Cet exemple est particulièrement intéressant en traitant de l’innovation sociale par
une nouvelle approche des relations entre acteurs, par une nouvelle gouvernance
concernant la lutte contre la pauvreté dans les pays du « Sud » parmi l’ensemble des
acteurs de l’aire métropolitaine de Rome
Innovation sociale et innovation technologique
Source : Dandurand Louise, « Réflexion autour du concept
d'innovation sociale, approche historique et comparative », Revue
française d'administration publique, 2005/3 no115, p. 377-382. DOI :
10.3917/rfap.115.0377
Si un écart subsiste sur les plans conceptuel et opérationnel, de par leur processus,
innovation sociale et innovation technologique présentent néanmoins des similarités
à plusieurs égards. En fait, on les conçoit de plus en plus comme étant toutes deux
complémentaires, tant par nature que par nécessité ; même si elles continuent de se
différencier, à la marge, par leurs lieux de genèse et d’application.
Convenons qu’il existe d’importantes similitudes entre innovation technologique et
innovation sociale. Premièrement, toute innovation implique un processus non
linéaire qui fait appel à l’engagement de plusieurs acteurs dans une démarche de
résolution de problèmes, corollaire de l’existence d’une pression externe.

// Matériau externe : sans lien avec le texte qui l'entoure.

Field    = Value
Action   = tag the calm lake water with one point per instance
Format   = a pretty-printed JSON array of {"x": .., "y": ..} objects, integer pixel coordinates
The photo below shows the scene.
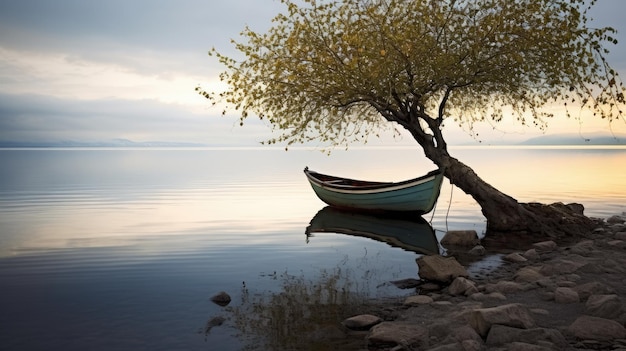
[{"x": 122, "y": 249}]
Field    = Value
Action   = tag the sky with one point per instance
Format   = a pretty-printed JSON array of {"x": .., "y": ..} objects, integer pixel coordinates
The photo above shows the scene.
[{"x": 78, "y": 70}]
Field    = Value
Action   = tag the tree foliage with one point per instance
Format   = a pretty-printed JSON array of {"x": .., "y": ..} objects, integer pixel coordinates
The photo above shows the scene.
[{"x": 336, "y": 71}]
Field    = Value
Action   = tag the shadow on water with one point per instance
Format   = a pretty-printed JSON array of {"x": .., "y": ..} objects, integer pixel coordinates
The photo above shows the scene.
[
  {"x": 306, "y": 312},
  {"x": 409, "y": 233}
]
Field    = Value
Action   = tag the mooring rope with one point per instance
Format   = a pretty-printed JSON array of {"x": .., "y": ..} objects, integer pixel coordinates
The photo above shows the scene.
[{"x": 449, "y": 204}]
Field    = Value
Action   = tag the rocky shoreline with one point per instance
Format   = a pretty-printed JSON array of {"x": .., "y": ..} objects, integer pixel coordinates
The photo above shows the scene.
[{"x": 548, "y": 296}]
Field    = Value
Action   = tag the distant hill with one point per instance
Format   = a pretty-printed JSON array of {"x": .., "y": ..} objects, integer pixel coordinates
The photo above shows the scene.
[
  {"x": 106, "y": 143},
  {"x": 577, "y": 139}
]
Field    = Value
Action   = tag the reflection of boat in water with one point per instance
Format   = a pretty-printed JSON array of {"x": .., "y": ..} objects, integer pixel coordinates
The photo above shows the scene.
[{"x": 410, "y": 233}]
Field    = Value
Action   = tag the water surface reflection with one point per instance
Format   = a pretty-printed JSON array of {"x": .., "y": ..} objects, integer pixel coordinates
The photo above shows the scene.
[{"x": 409, "y": 233}]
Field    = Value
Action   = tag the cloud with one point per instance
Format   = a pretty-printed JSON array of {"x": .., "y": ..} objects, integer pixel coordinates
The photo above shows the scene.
[
  {"x": 49, "y": 119},
  {"x": 79, "y": 70}
]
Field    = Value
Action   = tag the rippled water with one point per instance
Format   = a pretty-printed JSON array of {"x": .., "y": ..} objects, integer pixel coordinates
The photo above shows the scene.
[{"x": 122, "y": 249}]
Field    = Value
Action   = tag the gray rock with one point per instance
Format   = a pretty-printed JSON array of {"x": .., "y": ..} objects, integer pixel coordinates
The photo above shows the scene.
[
  {"x": 462, "y": 286},
  {"x": 440, "y": 269},
  {"x": 522, "y": 346},
  {"x": 531, "y": 255},
  {"x": 515, "y": 258},
  {"x": 409, "y": 283},
  {"x": 592, "y": 288},
  {"x": 466, "y": 238},
  {"x": 566, "y": 295},
  {"x": 583, "y": 248},
  {"x": 361, "y": 322},
  {"x": 407, "y": 335},
  {"x": 504, "y": 287},
  {"x": 595, "y": 328},
  {"x": 604, "y": 306},
  {"x": 512, "y": 315},
  {"x": 545, "y": 246},
  {"x": 528, "y": 275},
  {"x": 501, "y": 334},
  {"x": 418, "y": 300},
  {"x": 619, "y": 244},
  {"x": 615, "y": 220},
  {"x": 477, "y": 250},
  {"x": 561, "y": 266}
]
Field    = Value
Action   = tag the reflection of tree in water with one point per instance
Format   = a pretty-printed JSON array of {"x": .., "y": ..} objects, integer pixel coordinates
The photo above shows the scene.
[{"x": 306, "y": 314}]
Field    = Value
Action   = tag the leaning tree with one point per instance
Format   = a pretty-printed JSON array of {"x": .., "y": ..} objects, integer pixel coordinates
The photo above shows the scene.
[{"x": 339, "y": 71}]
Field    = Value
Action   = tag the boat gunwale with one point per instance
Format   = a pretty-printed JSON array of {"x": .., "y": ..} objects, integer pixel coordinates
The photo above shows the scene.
[{"x": 356, "y": 185}]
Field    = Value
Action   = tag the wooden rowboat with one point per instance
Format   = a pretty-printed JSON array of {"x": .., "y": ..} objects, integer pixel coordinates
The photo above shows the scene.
[
  {"x": 409, "y": 233},
  {"x": 414, "y": 195}
]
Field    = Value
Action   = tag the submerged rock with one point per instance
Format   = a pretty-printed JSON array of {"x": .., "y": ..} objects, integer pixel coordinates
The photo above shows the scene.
[
  {"x": 222, "y": 298},
  {"x": 465, "y": 238},
  {"x": 361, "y": 322},
  {"x": 440, "y": 269},
  {"x": 407, "y": 335}
]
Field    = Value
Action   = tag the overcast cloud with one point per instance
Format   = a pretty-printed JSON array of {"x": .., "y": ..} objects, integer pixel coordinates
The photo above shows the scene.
[{"x": 98, "y": 70}]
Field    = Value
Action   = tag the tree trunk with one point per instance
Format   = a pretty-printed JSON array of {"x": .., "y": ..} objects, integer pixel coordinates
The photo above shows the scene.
[{"x": 504, "y": 214}]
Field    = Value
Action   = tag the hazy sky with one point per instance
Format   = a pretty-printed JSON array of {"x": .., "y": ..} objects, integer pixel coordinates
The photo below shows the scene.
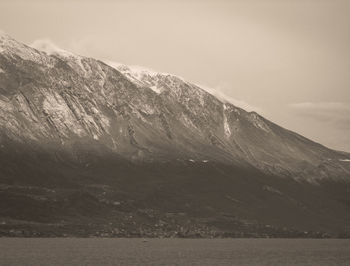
[{"x": 289, "y": 60}]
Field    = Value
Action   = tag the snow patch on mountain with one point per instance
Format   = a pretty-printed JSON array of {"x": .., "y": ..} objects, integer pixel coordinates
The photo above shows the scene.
[{"x": 50, "y": 48}]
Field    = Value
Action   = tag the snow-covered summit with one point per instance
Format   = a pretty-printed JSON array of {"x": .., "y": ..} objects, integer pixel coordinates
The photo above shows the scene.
[{"x": 48, "y": 47}]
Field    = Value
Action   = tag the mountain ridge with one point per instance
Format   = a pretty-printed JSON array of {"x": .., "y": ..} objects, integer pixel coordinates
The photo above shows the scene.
[{"x": 155, "y": 148}]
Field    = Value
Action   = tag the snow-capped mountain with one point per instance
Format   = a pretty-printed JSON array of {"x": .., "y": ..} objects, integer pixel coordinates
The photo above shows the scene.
[
  {"x": 56, "y": 96},
  {"x": 63, "y": 111}
]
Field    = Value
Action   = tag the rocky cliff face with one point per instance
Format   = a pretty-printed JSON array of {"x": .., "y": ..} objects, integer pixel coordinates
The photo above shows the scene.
[
  {"x": 61, "y": 98},
  {"x": 86, "y": 144}
]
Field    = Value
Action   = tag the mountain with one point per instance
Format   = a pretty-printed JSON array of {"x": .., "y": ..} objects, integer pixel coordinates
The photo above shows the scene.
[{"x": 89, "y": 148}]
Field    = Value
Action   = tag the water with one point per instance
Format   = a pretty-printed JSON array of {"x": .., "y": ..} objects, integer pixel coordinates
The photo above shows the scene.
[{"x": 97, "y": 251}]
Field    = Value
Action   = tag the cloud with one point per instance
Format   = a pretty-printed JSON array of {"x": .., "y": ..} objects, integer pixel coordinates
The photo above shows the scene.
[{"x": 335, "y": 113}]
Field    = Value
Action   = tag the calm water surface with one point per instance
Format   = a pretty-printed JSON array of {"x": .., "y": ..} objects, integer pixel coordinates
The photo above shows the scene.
[{"x": 97, "y": 251}]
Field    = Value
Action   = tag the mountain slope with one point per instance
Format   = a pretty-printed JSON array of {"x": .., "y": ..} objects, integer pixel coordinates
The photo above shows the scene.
[{"x": 155, "y": 143}]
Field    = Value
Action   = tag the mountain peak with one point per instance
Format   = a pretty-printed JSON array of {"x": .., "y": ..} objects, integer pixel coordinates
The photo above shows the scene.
[{"x": 50, "y": 48}]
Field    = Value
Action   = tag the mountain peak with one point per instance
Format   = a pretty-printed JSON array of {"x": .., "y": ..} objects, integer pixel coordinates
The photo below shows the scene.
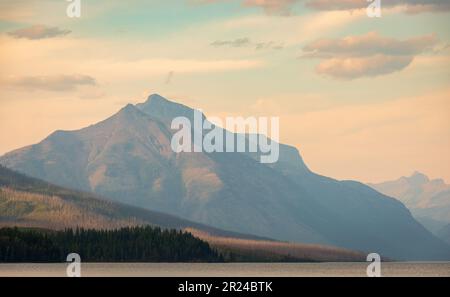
[
  {"x": 163, "y": 109},
  {"x": 418, "y": 177}
]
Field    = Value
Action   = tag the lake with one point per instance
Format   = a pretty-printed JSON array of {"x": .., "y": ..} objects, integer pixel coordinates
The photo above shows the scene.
[{"x": 228, "y": 269}]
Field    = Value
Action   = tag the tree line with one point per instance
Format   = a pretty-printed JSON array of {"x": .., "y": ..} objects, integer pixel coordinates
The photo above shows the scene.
[{"x": 129, "y": 244}]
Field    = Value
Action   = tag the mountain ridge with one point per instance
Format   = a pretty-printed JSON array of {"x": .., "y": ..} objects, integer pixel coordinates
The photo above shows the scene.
[{"x": 131, "y": 161}]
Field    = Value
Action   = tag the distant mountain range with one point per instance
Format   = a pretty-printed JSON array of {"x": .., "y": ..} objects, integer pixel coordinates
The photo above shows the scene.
[
  {"x": 428, "y": 200},
  {"x": 31, "y": 203},
  {"x": 128, "y": 158}
]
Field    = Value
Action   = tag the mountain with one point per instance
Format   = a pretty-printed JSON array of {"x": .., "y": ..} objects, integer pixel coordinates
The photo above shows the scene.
[
  {"x": 31, "y": 203},
  {"x": 428, "y": 200},
  {"x": 444, "y": 233},
  {"x": 128, "y": 158}
]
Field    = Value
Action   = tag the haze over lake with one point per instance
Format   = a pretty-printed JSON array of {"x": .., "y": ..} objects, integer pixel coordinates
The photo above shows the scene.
[{"x": 413, "y": 269}]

Deuxièmement, la démarche conduit à la définition d’une approche, à la conception
d’un produit ou d’un service nouveau ou alternatif, en rupture avec l’état actuel des
choses. Et finalement, pour que la solution nouvelle au problème devienne
innovation, elle doit faire l’objet d’une diffusion et surtout trouver utilisateur ou
promoteur.
Sur le plan de la complémentarité, on ne peut plus sous-estimer le poids des
impératifs de nature sociale, psychosociale, organisationnelle, économique, politique
etc., dans la mise en forme des innovations technologiques. Or, l’appréhension et la
prise en compte des variables d’implantation et d’adéquation, et surtout leur
agencement original, peuvent être en soi une innovation « non-technologique ». Les
exemples sont nombreux et nous disposons de plus en plus de données empiriques,
notamment sur le rapport entre les sommes investies en technologies et les coûts de
gestion du changement au niveau organisationnel. Je lisais récemment un entretien
d’un chercheur du Massachusetts Institute of Technology 8, dans lequel il estime que
pour chaque dollar investi dans l’acquisition de technologies, les entreprises doivent
s’attendre à consacrer quelque neuf dollars au développement de leur capital
organisationnel.
Là où innovation sociale et innovation technologique se distinguent, c’est dans leur
milieu d’origine. L’innovation technologique découle très largement de l’action menée
en matière de recherche et développement industriel ou de la recherche académique
dans le domaine de la santé, des sciences naturelles et du génie. L’innovation
sociale émerge plus souvent d’initiatives citoyennes et, en amont ou en aval, des
retombées de la recherche en sciences sociales et humaines, voire en arts et en
lettres.
Les deux types d’innovation se distinguent également par leur lieu premier
d’implantation. L’innovation pour le secteur privé continue d’être d’abord, mais pas
exclusivement, technologique, puisqu’il s’agit très souvent de produits
commercialisables ou de procédés industriels. À l’opposé, l’innovation pour le
secteur public et le secteur tertiaire demeure surtout, mais non de façon exclusive,
sociale, puisqu’il s’agit avant tout de services (interventions, approches, pratiques).